Every #[learnable] lexicon entry and every #[learnable] rule exposes a real nn.Parameter on the compiled DeductionSystem. The system is callable: ded(sentence) returns a ChartView whose goal_weight() is the differentiable log-marginal \(\log Z(s; \mathbf{w}) = \log \sum_d \exp \langle \mathbf{w}, \phi(d) \rangle\) summed over every derivation \(d\) that the start symbol licenses for the input. Fitting the lexicon and rule weights together is then a regression-style problem: minimise \(-\sum_n \log Z(s_n)\) over a corpus of sentences. The quivers.stochastic.deduction module ships the two standard surfaces.

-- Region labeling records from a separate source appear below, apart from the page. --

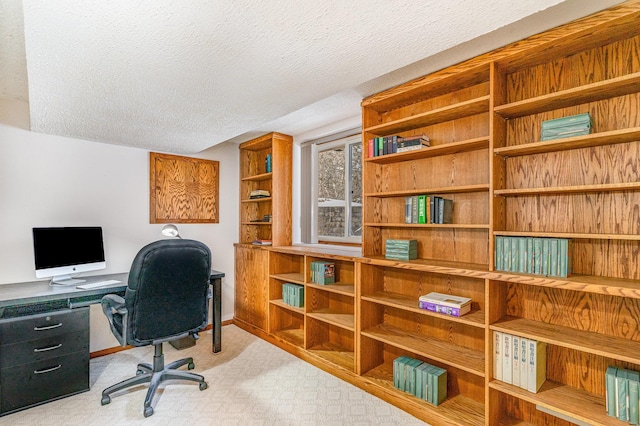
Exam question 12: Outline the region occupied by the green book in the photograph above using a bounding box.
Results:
[432,367,447,405]
[616,368,629,422]
[627,370,640,425]
[605,366,618,417]
[549,238,560,277]
[533,238,542,275]
[502,237,511,272]
[493,235,504,271]
[418,195,427,223]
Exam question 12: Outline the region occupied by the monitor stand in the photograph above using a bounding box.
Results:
[51,275,86,286]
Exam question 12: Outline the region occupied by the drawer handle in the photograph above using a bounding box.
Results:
[33,364,62,374]
[33,322,62,331]
[33,343,62,352]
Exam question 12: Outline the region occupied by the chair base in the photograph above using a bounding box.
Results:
[100,343,209,417]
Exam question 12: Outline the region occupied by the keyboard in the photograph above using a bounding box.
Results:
[76,280,122,290]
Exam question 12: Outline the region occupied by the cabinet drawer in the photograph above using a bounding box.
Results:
[0,351,89,414]
[0,307,89,345]
[0,329,89,368]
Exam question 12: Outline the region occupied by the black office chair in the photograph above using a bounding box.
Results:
[101,239,211,417]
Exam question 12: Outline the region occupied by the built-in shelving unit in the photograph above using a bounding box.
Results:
[232,0,640,426]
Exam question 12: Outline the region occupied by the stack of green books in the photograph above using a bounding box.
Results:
[605,366,640,425]
[541,112,591,141]
[384,240,418,260]
[393,356,447,405]
[282,283,304,308]
[311,261,336,285]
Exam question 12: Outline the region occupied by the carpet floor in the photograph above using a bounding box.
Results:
[0,325,425,426]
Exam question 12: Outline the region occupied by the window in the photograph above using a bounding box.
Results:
[312,134,362,243]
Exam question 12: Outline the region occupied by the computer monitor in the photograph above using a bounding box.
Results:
[33,226,107,285]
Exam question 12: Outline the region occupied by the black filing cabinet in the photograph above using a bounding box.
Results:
[0,307,89,415]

MAP fit (Adam on rule & lexicon weights)

import torch
from quivers.dsl import load
from quivers.stochastic.deduction import adam_fit_deduction, sample_corpus

torch.manual_seed(0)
prog = load("docs/examples/source/type_logical.qvr")
ded  = prog.deductions["Lambek"]

corpus = [["every", "dog", "barks"]] * 4

history = adam_fit_deduction(
    ded, corpus, steps=300, lr=5e-2, prior_scale=1.0,
)
print(f"loss: {history[0]:.2f}{history[-1]:.2f}")  # strictly decreasing

# Forward-sample under the fitted parameters and check the
# dominant length-3 yield recovers the training corpus.
draws = sample_corpus(ded, length=3, n_samples=32, seed=0)
print("dominant yield:", max(set(map(tuple, draws)), key=draws.count))
# → ("every dog barks",)

adam_fit_deduction maximises the corpus log-marginal under an optional Normal prior on the parameters; prior_scale=1.0 gives MAP under a unit Normal. sample_corpus enumerates yields of the chosen length and draws from the categorical defined by their chart weights; exact forward sampling because the chart marginalises the derivation forest.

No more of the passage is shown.